Leann Sutherland was 21 and suffering from chronic migraines when one of Scotland’s top surgeons offered to operate.
She was told she would be in hospital for a few days and had a 60% chance of improvement. Instead she was in for months while Sam Eljamel operated on her seven times.
The BBC can reveal her surgeon – the former head of neurosurgery at NHS Tayside – was harming patients and putting them at risk for years but the health board let him carry on regardless.
NHS Tayside has consistently claimed it only knew about concerns from June 2013 and that they put him under supervision at that point but an NHS whistleblower has told the BBC the health board knew as early as 2009 that there were serious concerns.
BBC Scotland has spoken to three surgeons who worked under Mr Eljamel at Tayside. All three said he was a bully who was allowed to get away with harming patients.
All three said there was a lack of accountability in the department and that Mr Eljamel was allowed to behave as if he were a “god” – partly because of the research funding he brought to the department.
The health board told the BBC it was working with the Scottish government to support an independent review of patients’ care under Mr Eljamel and that it could not comment on individual cases.

Before her operation in 2011 Leann used to work full-time and go on holidays abroad with friends but her life was blighted by migraines.
Mr Eljamel, reputed to be the best neurosurgeon in Scotland, told her he could help.
It would be one operation and she would be home in a matter of days, she was told.
He would remove a small part of her skull to alleviate pressure and he told her he would use a new glue to seal the wound.
Leann told “Unfortunately it did not seal properly and it burst.
“The wound burst open and the brain fluid started to pour out the back of my neck.”
She says the next day her hospital bed was “soaked” with her spinal fluid.
When she got up to use the bathroom she collapsed and said the fluid went all over the floor. A nurse put a wet floor warning sign on the area.
Leann says that her mum had to chase Mr Eljamel down a corridor to get him to come and look at her – at which point she was rushed back into surgery.

Leann spent months in hospital. She contracted meningitis and developed hydrocephalus. Mr Eljamel ordered her to have four lumbar punctures – which her medical notes say she specifically should not have had.
Leann knows now he was using the glue as part of a research trial.
“Experimenting on me – that’s what he was doing,” she says.
“There can’t be any other reason to try a glue, try different shunts, that’s experimenting.
“I was his guinea pig.”
She adds: “He had free rein on my body. He was playing God with my body and the NHS handed him the scalpel, seven times.”
When Leann tried to raise concerns with staff she was told that Mr Eljamel had saved her life. She was not told that he was under investigation, nor that he had been later forced to step down.

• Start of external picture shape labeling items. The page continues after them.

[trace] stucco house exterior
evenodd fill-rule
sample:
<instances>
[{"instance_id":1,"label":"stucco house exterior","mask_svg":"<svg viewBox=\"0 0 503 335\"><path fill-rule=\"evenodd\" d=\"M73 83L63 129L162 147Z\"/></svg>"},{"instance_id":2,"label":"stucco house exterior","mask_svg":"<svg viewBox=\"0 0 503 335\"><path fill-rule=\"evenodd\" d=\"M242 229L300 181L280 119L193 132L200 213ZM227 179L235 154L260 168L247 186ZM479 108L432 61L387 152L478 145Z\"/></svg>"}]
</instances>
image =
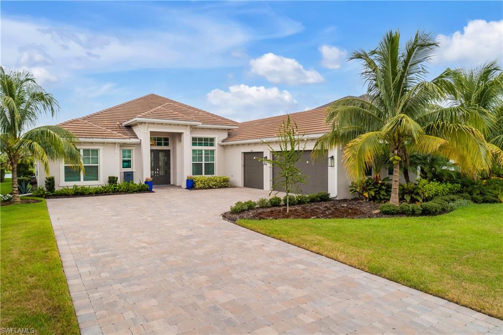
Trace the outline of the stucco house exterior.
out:
<instances>
[{"instance_id":1,"label":"stucco house exterior","mask_svg":"<svg viewBox=\"0 0 503 335\"><path fill-rule=\"evenodd\" d=\"M324 121L328 106L289 114L306 140L299 164L308 183L302 191L326 191L333 197L348 198L351 181L343 167L342 148L329 151L323 160L309 157L316 139L329 130ZM109 176L135 182L151 176L154 185L183 187L192 175L226 175L232 185L269 190L278 171L256 158L273 157L263 141L279 149L275 141L285 117L238 123L148 94L59 124L78 139L85 172L53 162L49 174L57 188L103 185ZM44 180L43 169L37 170L38 179Z\"/></svg>"}]
</instances>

It was only after seeing recent BBC coverage she realised she was not alone.
The impact
Leann is now 33. She lives in constant pain. She needs crutches to walk and has a tube – called a shunt – through her body controlling her spinal fluid.
“Everything is changed,” she says. “My dream was to be a police officer and that will never happen.
“I struggle with that, not being able to have the career you want, not being able to have the lifestyle you want, not being able to have children.
“A lot of things have been taken away through no fault of my own.”
Leann is one of 100 patients calling for a public inquiry to find out exactly what harm Mr Eljamel did.
The damage to her and other patients is irreversible but she wants to ensure the health board is held accountable and that no other surgeon can cause such damage.